The Pharos Gate: Griffin & Sabine’s Lost Correspondence written and illustrated by Nick Bantock
Genre: Epistolary Fiction
Series: #7 in the Griffin & Sabine series
Publisher: Chronicle Books
Publication Date: 2016
Source: Copy provided by the publisher
*Note I’m posting about this series every Friday until I finish. I am not attempting to be spoiler free so if you haven’t read the previous books in the series you have been warned.
From the publisher:
I’ve decided to throw caution to the wind and meet up with the woman I’ve been corresponding with for over a year. I realize the absurdity of leaving everything behind for a woman I’ve never seen, but I love her
So writes Griffin Moss about his enigmatic lover, Sabine. Their worlds seem so far apart: he in London, she on tropical island thousands of miles away. But perhaps Griffin and Sabine are closer than they think — or are they even further apart than they can imagine.
While I had read the original Griffin & Sabine trilogy years ago, this is the first time I’ve read the follow up books that came along ten years later and now I’ve finished up the series with the newest book.
This is technically the seventh book in the series but it really fits just after the third book , The Golden Mean.
Described as Griffin & Sabine’s lost correspondence this volume contains letters and postcards between them as well as Griffin’s friend Maud and her friend Francesca who lives in Alexandria where Griffin and Sabine plan to meet. There are also postcards from the menacing Victor Frolatti who is determined to keep Griffin and Sabine apart and seems even more evil with each book.
As with the other books in the series the letters, postcards and notes are all beautiful and the distinct handwriting of each character is just lovely.
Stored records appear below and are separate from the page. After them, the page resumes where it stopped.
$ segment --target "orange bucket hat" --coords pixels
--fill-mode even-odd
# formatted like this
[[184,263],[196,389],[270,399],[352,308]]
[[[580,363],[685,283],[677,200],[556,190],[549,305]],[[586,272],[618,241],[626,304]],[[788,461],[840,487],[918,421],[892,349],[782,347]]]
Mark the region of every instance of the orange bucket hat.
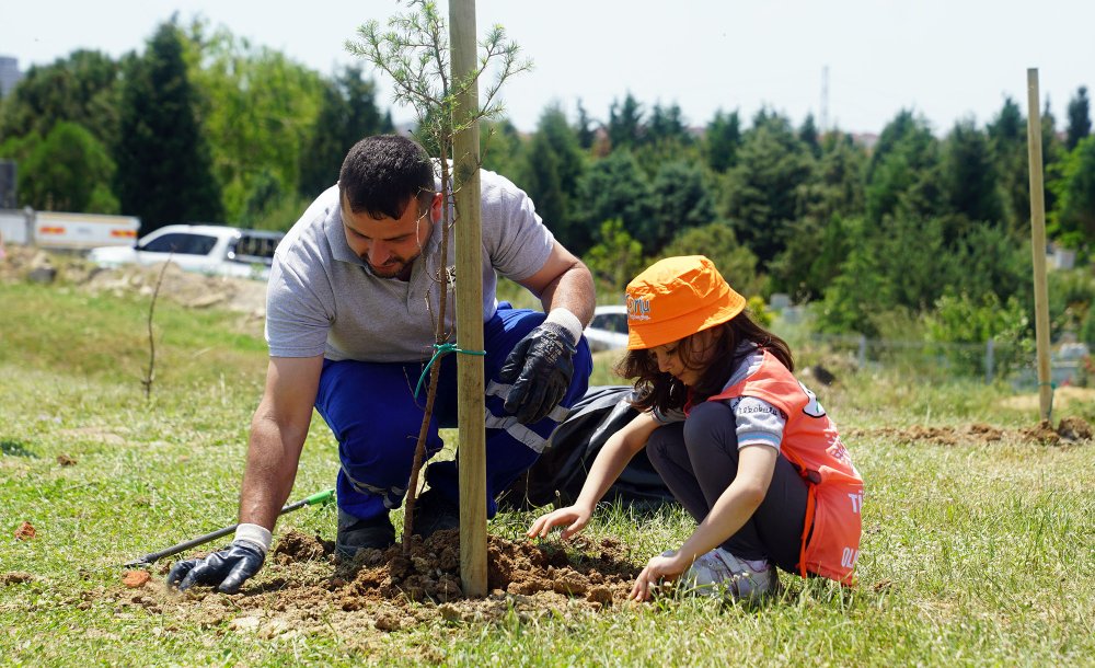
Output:
[[745,308],[745,298],[703,255],[660,260],[627,284],[627,349],[679,341]]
The format of the books reinforces the feeling of sneaking a peek into the intimate conversations of strangers through their letters and postcards.
As with the other book the ending leaves questions unanswered but at the same time there are definitely answers and it makes a great addition to the series.
Personally I enjoyed all of the books but for me the most complete story is the original trilogy and this final book. The second trilogy was good but the four other books feel to me to be the best of the story.